Numéro 12 - Décembre 2021

Bulletin des arrêts des chambres civiles

Bulletin des arrêts des chambres civiles

Numéro 12 - Décembre 2021

Partie I - Arrêts des chambres et ordonnances du Premier Président

ACCIDENT DE LA CIRCULATION

2e Civ., 9 décembre 2021, n° 20-14.254, n° 20-15.991, (B)

Rejet

Loi n° 85-677 du 5 juillet 1985 – Domaine d'application – Exclusion – Accident causé par la partie étrangère à la fonction de déplacement d'un véhicule

L'accident corporel, qui est exclusivement en lien avec la fonction d'outil d'une moissonneuse-batteuse et non avec sa fonction de circulation, dès lors que la machine, à l'arrêt, ne se trouvait plus en action de fauchage, mais en position de maintenance de la vis sans fin à l'origine du dommage n'est pas constitutif d'un accident de la circulation au sens de la loi n° 85-677 du 5 juillet 1985.

Jonction

1. En raison de leur connexité, les pourvois n° 20-14.254 et 20-15.991, qui attaquent le même arrêt, sont joints.

Faits et procédure

2. Selon l'arrêt attaqué (Dijon, 17 décembre 2019), le 14 septembre 2010, M. [N], exploitant agricole, a demandé à la société HB Agri-service de moissonner un champ de tournesols lui appartenant. Alors qu'un bourrage s'était produit dans la trémie de la moissonneuse-batteuse, M. [N] est monté sur l'engin afin de débloquer la trémie.

Au cours de cette opération, sa jambe gauche a été happée par la vis située au fond de la trémie et arrachée au-dessus du genou.
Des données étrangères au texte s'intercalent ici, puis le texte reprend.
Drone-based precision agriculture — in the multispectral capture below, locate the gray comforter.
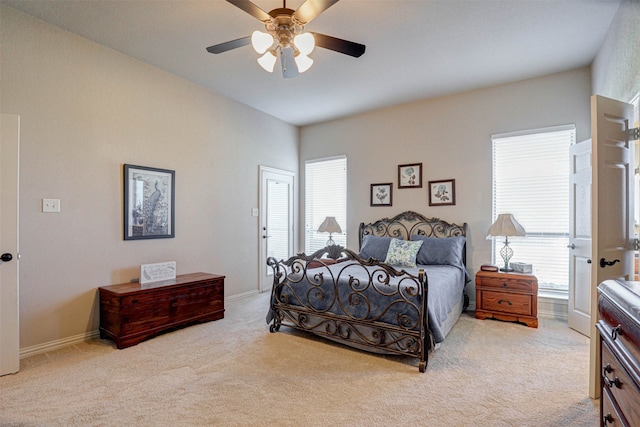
[267,262,467,343]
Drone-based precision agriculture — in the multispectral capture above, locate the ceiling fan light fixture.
[251,30,273,54]
[294,52,313,73]
[258,51,276,73]
[293,33,316,55]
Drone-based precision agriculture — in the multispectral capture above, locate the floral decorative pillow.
[384,239,422,267]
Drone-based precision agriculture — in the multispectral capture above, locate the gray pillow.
[411,234,466,266]
[359,234,400,261]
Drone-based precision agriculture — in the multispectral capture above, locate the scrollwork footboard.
[267,248,430,372]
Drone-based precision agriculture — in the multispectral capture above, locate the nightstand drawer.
[480,277,531,292]
[482,291,532,316]
[601,342,640,426]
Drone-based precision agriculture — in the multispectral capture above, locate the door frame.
[589,95,635,399]
[258,165,298,293]
[0,113,20,375]
[567,139,592,337]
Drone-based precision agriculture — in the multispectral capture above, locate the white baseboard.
[20,290,259,359]
[20,330,100,359]
[538,295,569,321]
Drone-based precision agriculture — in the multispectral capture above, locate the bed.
[267,211,470,372]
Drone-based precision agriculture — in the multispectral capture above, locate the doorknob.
[600,258,620,268]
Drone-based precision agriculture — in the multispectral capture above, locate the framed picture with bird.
[124,164,176,240]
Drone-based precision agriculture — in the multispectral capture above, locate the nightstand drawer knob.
[602,414,613,426]
[602,375,621,388]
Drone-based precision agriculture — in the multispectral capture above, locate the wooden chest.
[476,271,538,328]
[99,273,224,348]
[596,280,640,426]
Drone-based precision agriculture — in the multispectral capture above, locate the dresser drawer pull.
[611,325,624,341]
[602,414,613,426]
[602,375,622,388]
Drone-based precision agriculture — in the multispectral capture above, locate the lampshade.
[487,214,527,271]
[318,216,342,233]
[487,214,527,239]
[294,52,316,73]
[258,51,276,73]
[251,30,273,53]
[293,33,316,55]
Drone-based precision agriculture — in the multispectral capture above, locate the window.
[304,156,347,255]
[491,125,575,291]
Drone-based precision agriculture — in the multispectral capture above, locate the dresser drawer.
[601,341,640,426]
[480,277,532,292]
[482,291,532,316]
[601,387,627,427]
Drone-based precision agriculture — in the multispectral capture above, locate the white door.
[589,96,635,398]
[568,139,591,337]
[0,113,20,375]
[259,166,295,292]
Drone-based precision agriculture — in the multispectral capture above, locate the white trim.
[20,290,259,359]
[20,330,100,359]
[304,154,347,165]
[491,124,576,140]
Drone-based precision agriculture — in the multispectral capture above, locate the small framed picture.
[371,182,393,206]
[429,179,456,206]
[124,165,175,240]
[398,163,422,188]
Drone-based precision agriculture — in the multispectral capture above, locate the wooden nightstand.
[476,271,538,328]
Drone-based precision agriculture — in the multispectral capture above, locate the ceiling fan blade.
[292,0,338,25]
[227,0,271,22]
[311,33,366,58]
[207,36,251,53]
[280,47,298,79]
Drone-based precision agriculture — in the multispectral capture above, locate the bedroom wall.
[0,5,299,350]
[592,0,640,102]
[300,67,591,308]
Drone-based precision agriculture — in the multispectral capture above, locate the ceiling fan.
[207,0,365,78]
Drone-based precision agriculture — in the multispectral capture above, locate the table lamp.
[487,214,527,271]
[318,216,342,246]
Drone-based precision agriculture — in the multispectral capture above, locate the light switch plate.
[42,199,60,213]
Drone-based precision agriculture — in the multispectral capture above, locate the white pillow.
[384,239,422,267]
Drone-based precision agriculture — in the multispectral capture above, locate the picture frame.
[398,163,422,188]
[123,164,175,240]
[429,179,456,206]
[371,182,393,206]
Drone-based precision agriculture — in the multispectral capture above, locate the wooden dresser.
[98,273,224,348]
[596,280,640,426]
[476,271,538,328]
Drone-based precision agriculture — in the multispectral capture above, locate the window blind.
[492,125,575,291]
[304,156,347,255]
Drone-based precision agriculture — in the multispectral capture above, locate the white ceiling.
[0,0,620,126]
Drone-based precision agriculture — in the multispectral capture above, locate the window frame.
[491,124,576,293]
[303,155,348,255]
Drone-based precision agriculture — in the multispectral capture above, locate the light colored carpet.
[0,294,598,426]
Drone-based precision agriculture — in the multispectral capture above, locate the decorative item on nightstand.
[318,216,342,246]
[487,214,527,271]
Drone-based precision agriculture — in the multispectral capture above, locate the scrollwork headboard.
[358,211,467,265]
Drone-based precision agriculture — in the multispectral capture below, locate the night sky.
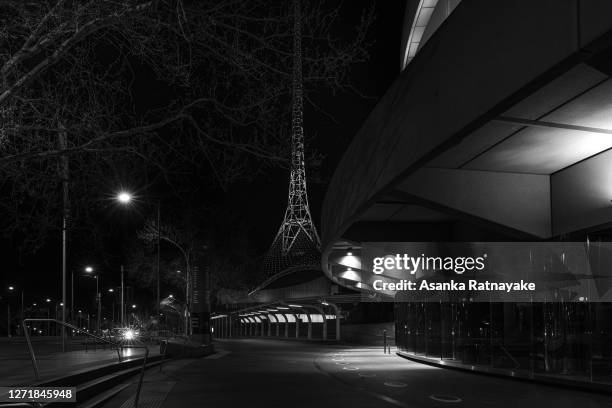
[0,0,404,307]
3. M. [N] a fait assigner la société HB Agri-service, la Mutualité sociale agricole Sud Champagne et son assureur au titre de la garantie complémentaire de santé, la société Groupama Grand Est, devant un tribunal de grande instance aux fins d'obtenir la réparation de ses préjudices.

La société HB Agri-service a appelé en garantie son assureur, la société La Comtoise.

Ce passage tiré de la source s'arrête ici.